We’re just coming out of doing Biscayne Green which has been a huge success for demonstrating urban placemaking and showing a good response from residents and visitors alike for this urban place where people can come together. It’s kind of shown that the experience is really great and people are looking for more of that. They’re hungry for more experiences in the urban core.
Our resolution is to create more Biscayne Green types of experiences at other places in the urban core.
We’re returning the waterfront to the public.
One of the things we have on our plate is the fact that they’re looking to create a space on Baywalk. As Miami has developed, residents and other developers are putting aside space between their property and the Bay so that we can create a walking area. What we’ve been working on in the past is connecting it. Our future is activating that Baywalk, kind of like we did with the urban placemaking in Biscayne Green, moving some of the activities there.
[Editor’s note: If this is a bit unclear, what she’s describing is having a wide walkway between structures and the waterfront the whole length of Downtown. Miami previously had little public waterfront because developers built right up to the water’s edge, essentially privatizing it. Regulations for new development have allowed them to open up space for a walkway, bit by bit.]
There are still a few pinch points along the Baywalk that we’re working on getting open. Our new push has been to get the points where it stops and open those up where we can. If you’re not developing, you don’t have to set aside the land.
It’s the City of Miami that has the regulation. It only applies when new development occurs.
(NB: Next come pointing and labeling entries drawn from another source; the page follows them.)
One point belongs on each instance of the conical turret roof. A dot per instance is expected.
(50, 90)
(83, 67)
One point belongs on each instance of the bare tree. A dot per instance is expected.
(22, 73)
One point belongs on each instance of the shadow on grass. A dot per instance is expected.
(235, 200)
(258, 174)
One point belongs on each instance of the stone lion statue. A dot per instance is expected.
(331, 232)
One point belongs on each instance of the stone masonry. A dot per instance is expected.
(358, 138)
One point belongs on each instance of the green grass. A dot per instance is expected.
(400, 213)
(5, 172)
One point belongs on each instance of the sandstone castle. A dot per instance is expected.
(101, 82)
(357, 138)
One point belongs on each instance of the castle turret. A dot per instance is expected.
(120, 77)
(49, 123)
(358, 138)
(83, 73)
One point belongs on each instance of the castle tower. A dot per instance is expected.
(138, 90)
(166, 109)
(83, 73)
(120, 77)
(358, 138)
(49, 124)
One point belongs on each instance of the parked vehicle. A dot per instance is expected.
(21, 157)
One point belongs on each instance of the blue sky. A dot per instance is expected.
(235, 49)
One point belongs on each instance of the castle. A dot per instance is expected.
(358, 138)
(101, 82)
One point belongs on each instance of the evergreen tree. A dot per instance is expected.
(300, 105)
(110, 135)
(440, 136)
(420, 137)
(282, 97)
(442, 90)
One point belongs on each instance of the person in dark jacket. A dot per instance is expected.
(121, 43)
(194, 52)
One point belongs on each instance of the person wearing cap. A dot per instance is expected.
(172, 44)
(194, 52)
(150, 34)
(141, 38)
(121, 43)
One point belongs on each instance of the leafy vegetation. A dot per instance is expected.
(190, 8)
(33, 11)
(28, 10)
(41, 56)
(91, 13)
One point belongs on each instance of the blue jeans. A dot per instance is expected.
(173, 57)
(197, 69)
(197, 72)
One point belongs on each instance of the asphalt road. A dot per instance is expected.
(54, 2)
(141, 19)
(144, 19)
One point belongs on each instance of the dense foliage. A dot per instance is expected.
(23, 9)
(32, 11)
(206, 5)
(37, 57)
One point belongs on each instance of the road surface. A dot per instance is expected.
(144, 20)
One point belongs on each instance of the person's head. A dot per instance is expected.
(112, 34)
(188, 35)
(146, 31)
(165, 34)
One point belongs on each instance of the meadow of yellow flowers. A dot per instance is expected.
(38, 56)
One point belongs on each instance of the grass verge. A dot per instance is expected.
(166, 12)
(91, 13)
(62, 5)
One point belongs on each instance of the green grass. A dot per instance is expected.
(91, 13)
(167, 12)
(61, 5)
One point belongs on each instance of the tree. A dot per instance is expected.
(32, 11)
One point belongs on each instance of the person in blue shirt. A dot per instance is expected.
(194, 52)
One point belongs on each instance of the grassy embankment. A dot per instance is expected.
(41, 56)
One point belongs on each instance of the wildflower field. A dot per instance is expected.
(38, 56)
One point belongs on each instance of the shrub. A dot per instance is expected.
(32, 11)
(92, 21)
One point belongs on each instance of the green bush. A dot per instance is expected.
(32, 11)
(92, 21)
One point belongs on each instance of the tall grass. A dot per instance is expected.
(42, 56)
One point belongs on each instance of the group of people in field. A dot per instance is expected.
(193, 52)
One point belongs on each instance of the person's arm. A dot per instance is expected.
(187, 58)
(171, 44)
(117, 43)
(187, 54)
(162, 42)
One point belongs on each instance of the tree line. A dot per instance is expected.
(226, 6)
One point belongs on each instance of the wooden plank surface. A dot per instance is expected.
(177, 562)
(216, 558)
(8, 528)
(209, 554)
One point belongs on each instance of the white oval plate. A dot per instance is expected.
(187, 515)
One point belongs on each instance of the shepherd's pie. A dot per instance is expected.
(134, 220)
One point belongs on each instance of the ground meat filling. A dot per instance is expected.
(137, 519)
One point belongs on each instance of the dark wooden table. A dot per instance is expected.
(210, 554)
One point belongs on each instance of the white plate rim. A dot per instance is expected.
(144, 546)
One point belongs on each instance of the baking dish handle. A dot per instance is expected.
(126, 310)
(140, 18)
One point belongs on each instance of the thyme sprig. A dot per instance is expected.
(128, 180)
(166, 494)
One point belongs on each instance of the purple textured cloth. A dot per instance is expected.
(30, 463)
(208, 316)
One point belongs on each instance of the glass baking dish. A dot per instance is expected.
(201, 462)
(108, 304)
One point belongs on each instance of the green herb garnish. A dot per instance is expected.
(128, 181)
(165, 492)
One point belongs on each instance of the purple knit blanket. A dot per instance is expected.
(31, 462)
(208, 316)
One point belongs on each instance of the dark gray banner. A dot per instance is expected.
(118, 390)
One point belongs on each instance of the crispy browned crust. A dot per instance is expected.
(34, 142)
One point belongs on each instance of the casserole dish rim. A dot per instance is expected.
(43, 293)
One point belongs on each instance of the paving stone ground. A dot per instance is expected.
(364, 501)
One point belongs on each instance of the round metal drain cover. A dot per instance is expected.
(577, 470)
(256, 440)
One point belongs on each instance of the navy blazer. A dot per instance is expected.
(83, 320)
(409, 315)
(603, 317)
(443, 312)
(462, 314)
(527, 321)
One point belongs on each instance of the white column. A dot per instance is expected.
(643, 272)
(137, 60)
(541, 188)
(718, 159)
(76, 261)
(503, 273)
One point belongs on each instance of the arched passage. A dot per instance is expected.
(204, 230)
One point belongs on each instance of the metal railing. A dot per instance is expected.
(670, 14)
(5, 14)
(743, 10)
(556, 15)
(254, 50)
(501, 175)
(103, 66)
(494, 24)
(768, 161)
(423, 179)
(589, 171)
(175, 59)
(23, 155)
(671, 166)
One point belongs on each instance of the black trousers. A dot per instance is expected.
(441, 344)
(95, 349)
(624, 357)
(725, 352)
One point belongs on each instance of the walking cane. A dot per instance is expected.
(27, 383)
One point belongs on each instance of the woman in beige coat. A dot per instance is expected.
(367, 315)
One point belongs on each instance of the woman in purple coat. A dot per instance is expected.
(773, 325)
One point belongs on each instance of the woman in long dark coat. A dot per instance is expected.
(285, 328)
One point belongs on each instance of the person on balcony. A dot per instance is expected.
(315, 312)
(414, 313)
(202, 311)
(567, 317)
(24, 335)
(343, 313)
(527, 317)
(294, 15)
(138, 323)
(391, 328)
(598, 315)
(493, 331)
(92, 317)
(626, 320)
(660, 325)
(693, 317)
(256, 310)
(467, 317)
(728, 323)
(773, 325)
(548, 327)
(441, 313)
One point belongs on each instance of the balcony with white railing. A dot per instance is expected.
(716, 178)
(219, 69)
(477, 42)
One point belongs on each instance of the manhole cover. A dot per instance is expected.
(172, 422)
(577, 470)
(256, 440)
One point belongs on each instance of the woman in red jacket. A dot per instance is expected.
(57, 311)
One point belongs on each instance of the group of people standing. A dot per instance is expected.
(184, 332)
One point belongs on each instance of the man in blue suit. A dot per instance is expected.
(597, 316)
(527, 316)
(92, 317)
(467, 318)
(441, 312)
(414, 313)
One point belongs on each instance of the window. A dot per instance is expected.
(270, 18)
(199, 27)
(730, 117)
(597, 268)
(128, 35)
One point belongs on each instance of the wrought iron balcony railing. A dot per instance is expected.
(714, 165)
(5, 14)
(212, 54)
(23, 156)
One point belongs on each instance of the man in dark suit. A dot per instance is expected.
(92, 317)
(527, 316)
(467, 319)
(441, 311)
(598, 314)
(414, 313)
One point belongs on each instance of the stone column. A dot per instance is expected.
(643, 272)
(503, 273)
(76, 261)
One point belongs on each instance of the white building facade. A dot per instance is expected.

Because so much development has occurred in the last 10 years, we’re really getting to a tipping point where it’s a usable space. It goes all the way to I-395 now. You can go underneath the port bridge, through Museum Park, where the PAMM is. What we’re working on is, wherever it stops, if we can get those property owners to open it up.
We’ve reached a “critical mass” of residents that will provide pressure for change
In the past, we didn’t have the critical mass of residents that we do now. Usually people came into Downtown they worked, they left at night. Now people are coming here, raising families here. We’ve more than doubled our population since the 2000 census. Now we have all these people. It’s their neighborhood.
Now we’re making the places they can come together to inform that sense of community. Biscayne Green is one of them and it’s been a big success. How do we take that temporary pop-up park pedestrian project and turn it into something more sustainable in the long haul?
The purpose of Biscayne Green wasn’t first to create a pop-up park, it was to create a safer way to cross Biscayne Bay by narrowing the thru-traffic. If you do that, it has other benefits too on the forming of community and people coming out of their condos.
There’s a lot of social benefits from creating a “complete street.” Going forward, where can we turn our streets to be more pedestrian friendly, less car-oriented?
We have a design for S.E./S.W. 1st St. that we’ve been working on with the county and the city. The city owns that street. The county wants to put a bus lane on it. The DDA has hired consultants to design it. It’s in the process of getting implemented.
A lot of buses travel on First Street. We want to make a dedicated bus lane there. It will be the first one Miami has [Editor’s note: This is a different than the busway that runs along US-1]. We really want to show you can share the street with bicycles, buses, and other things.